Liza ducked behind the open door and fired off countless rounds at their attacker, giving Jermaine enough time to find cover and search for his gun. The deafening sound of gunfire echoed through the garage with the same intensity of thunder in the mountains. Shaking with every tiny explosion of sound, Faith unlocked the passenger-side door and slipped out to the concrete floor.

She crawled along the cold, smooth surface, just getting away from the deadly spray of bullets and spent cartridges and dings of metal and concrete shrapnel. She’d covered the distance of two cars and hidden behind a third when the sudden silence startled her. “Oh, no. No.”

Was Jonas dead? She had to help him. Rising to her feet, she tried to spy him through the shadowed garage. The debris of spent cartridges indicated where Jonas had hidden behind a tall SUV. But there was no sign of movement. No sound.

Liza was blocked from view as well. Jermaine Collier was the only one she could see. He had taken cover behind a support pillar, emptying his gun and quickly reloading. “You might as well give it up, mountain man,” Collier taunted. “You’re hit and you’re out of ammo.” He swung around the pillar to fire.

“But I ain’t dead.” A huge knife sailed through the air and pierced the center of Jermaine Collier’s chest.

The hit man’s eyes and hands popped open. His gun clattered to the floor. Sweat formed a sheen across the top of his bald head. But he didn’t fall. Faith watched in tight-lipped horror as he closed his fingers around the handle of the knife, and with a deliberate denial of any pain, pulled the knife from his chest.

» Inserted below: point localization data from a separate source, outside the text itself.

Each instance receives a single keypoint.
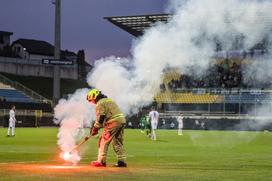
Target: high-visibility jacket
(110, 110)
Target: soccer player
(142, 123)
(154, 116)
(12, 121)
(109, 116)
(180, 124)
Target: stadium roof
(136, 25)
(6, 33)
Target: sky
(82, 26)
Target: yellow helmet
(92, 95)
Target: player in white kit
(180, 124)
(154, 116)
(12, 121)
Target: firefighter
(109, 116)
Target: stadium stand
(13, 95)
(170, 97)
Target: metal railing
(34, 95)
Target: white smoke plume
(73, 114)
(189, 39)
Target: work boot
(120, 164)
(98, 164)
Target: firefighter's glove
(94, 131)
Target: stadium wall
(24, 67)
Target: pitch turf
(197, 155)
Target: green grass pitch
(197, 155)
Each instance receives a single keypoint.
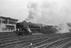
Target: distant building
(7, 24)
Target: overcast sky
(52, 11)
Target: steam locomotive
(23, 29)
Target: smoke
(53, 12)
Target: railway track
(46, 43)
(42, 41)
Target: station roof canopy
(8, 18)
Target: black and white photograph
(35, 23)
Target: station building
(7, 24)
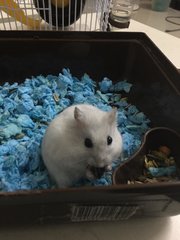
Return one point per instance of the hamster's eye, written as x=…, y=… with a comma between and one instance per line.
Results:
x=109, y=140
x=88, y=143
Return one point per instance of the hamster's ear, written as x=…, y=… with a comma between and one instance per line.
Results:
x=78, y=114
x=112, y=117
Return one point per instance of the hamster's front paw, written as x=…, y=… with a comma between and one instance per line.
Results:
x=109, y=167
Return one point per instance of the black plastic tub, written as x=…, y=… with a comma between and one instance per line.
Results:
x=156, y=92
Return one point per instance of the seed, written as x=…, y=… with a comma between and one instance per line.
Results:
x=165, y=150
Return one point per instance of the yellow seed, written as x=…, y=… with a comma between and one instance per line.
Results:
x=165, y=150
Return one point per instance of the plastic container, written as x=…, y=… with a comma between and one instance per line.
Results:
x=155, y=91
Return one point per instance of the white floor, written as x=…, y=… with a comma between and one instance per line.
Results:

Everything around her took on a sudden surreal quality. But it was real. It was all real. The heightened sense of awareness brought on by fear and intense relief. The oily smell of the cars. The vicious barrage of hateful words. The sight of Jonas Beck flying through the air and smashing Jermaine Collier down to the concrete floor before the hit man could react.

Their fight was cruel and intense—two wounded giants battling for their very lives. Faith’s heart pounded against the wall of her chest. She had to help. How could she help?

But she was too late. Like every other tragedy of the past few days, she couldn’t stop it. She felt the tap of cold metal against her scalp.

“Get up.” Liza hadn’t disappeared with the disk. She’d come for Faith. “Get up!”

She slowly stood. Liza settled the gun behind Faith’s ear. She could see Jonas now, trading punches with Collier, his face bleeding from a cut across his cheek. His shoulder soaked with blood. No. No, he didn’t deserve to die. Not like this. Not for her.

Obeying the command of Liza’s gun, Faith walked to the black car and climbed behind the wheel. As she slid across the seat, Liza got in behind her and started the engine. She was abandoning her partner.

Faith wouldn’t abandon hers.

As Liza shifted the car into Reverse, Faith lunged for the gun. She smashed her foot on top of Liza’s on the accelerator. The car burned rubber, then found traction and careened backward, crashing into a pillar. The whiplash momentum threw Faith against the dashboard. She lost her grip and tumbled to the floor. But Liza was shaken, too, her head bleeding from where she’d hit the steering wheel.

Faith recovered more quickly. But with the gun lost at Liza’s feet, she opted for escape. She shoved open her door and fell out onto the concrete.

Ignoring the pain that swirled inside her head, Faith got to her feet and ran toward Jonas. “Jonas? Oh, God. Jonas?”

He rose to his feet with Collier’s head locked between his massive arms. The black man turned the knife he held in his fist and plunged it back into Jonas’s ribs.

“Jonas!”

Jonas’s startled gasp betrayed his pain, but he moved his arms in a fateful twist. Collier’s eyes opened wide. They never closed again. Jonas released him and he fell to the floor. Dead.